CHIVASSO - Mentre prosegue l'articolata campagna virale sui social network di #futurosospeso, le associazioni e i comitati che sollecitano la riattivazione di tutte le tratte ferroviarie sospese del Piemonte avviano un dialogo con il Ministro delle infrastrutture e della mobilità sostenibili, Enrico Giovannini. In una lettera trasmessa nei giorni scorsi, le organizzazioni piemontesi hanno sintetizzato al Ministro la situazione esistente dopo la sospensione di molte linee, dal 2012, e pari a circa un terzo dell’intera rete ferroviaria regionale.
Partendo dai casi emblematici della linea elettrificata Pinerolo-Torre Pellice (sospesa nel 2012 e la cui riattivazione, prevista per il 2019, non ha avuto seguito), della Asti - Castagnole delle Lanze - Alba (che la Regione Piemonte vorrebbe sopprimere definitivamente trasformando i binari in una anacronistica pista ciclabile artificiale) e della Cuneo-Ventimiglia/Nizza (premiata come "Luogo del cuore" dal FAI per la sua particolare bellezza che ancora una volta ha dimostrato le sue potenzialità come collegamento internazionale che meriterebbe un servizio adeguato e di tipo universale anzichè il disinteresse dell'amministrazione regionale), le organizzazioni della campagna hanno evidenziato al Ministro le incongruenze attuali rispetto agli orientamenti strategici proposti dall'Unione Europea, che vedono centrali proprio i temi connessi alla sostenibilità ambientale e dei trasporti.
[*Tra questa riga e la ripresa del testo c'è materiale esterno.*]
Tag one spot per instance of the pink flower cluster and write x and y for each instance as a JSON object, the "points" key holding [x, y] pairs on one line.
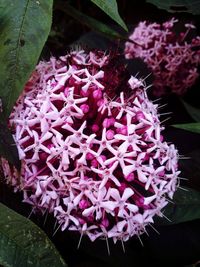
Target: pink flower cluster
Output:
{"points": [[100, 165], [172, 60]]}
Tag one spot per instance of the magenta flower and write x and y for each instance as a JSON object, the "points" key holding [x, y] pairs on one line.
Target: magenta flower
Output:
{"points": [[172, 60], [99, 164]]}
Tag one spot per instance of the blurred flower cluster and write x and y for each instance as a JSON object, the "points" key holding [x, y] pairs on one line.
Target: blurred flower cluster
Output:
{"points": [[172, 59]]}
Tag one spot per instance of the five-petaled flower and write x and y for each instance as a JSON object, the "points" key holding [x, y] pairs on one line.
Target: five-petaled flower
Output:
{"points": [[98, 163]]}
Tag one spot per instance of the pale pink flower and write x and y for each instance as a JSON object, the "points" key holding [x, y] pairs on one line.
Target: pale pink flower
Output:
{"points": [[98, 164]]}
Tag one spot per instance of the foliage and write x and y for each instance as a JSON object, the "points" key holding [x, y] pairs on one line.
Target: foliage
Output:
{"points": [[25, 27], [22, 39], [110, 8], [23, 244]]}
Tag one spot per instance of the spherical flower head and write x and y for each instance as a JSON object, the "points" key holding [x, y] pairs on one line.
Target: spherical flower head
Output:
{"points": [[172, 60], [99, 164]]}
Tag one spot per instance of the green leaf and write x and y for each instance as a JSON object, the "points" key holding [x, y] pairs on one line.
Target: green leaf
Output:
{"points": [[90, 22], [24, 244], [193, 111], [186, 206], [111, 9], [191, 6], [25, 25], [8, 149], [192, 127]]}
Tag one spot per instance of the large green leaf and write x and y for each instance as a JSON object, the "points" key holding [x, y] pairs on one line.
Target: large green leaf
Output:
{"points": [[90, 22], [111, 9], [192, 6], [193, 111], [192, 127], [25, 25], [23, 244], [186, 207]]}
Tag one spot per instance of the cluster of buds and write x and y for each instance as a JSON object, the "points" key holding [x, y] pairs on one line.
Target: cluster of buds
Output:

«Le linee ferroviarie sono essenziali per la mobilità pendolare di lavoratori e studenti, in chiave turistica e utili a contenere il traffico veicolare e le relative emissioni che causano i gravi problemi di inquinamento atmosferico che affliggono questa parte della pianura Padana e le sue città, provocando il conseguente rischio sanitario per la popolazione e l’aggravamento della crisi climatica - affermano nel documento le organizzazioni - Una mobilità integrata potrebbe portare ripopolamento e sviluppo delle aree interne, migliorando contemporaneamente la qualità della vita dei grandi centri urbani».
«Esempio eclatante di questa politica poco lungimirante e anacronistica è quanto sta accadendo per la linea elettrificata Pinerolo-Torre Pellice, sospesa nel 2012 e la cui riattivazione, prevista per il 2019, non ha avuto seguito. Il ripristino del servizio in questione rientra nel contratto stipulato dalla Regione Piemonte con Trenitalia nel 2020, al termine di una lunga e complessa procedura ad evidenza pubblica per l’affidamento del Servizio Ferroviario Metropolitano di Torino (SFM). L’offerta presentata da Trenitalia, oltre ad essere economicamente molto vantaggiosa, prevedeva diverse migliorie del servizio, che le hanno permesso di aggiudicarsi l’appalto del SFM torinese per i prossimi 15 anni. Fra queste migliorie, l’aggiudicatario ha previsto proprio la riattivazione della tratta di 16 km sino a Torre Pellice, quale completamento del servizio SFM2 (tratta Chivasso-Pinerolo), senza costi aggiuntivi a carico della Regione. Il nuovo governo regionale, eletto nel 2019, ha dichiarato pubblicamente il proprio disinteresse per la riattivazione delle tratte sospese e, inspiegabilmente, ha anche affermato che non intende procedere alla riattivazione del servizio sulla tratta Pinerolo-Torre Pellice, nonostante l’accordo con Trenitalia lo preveda».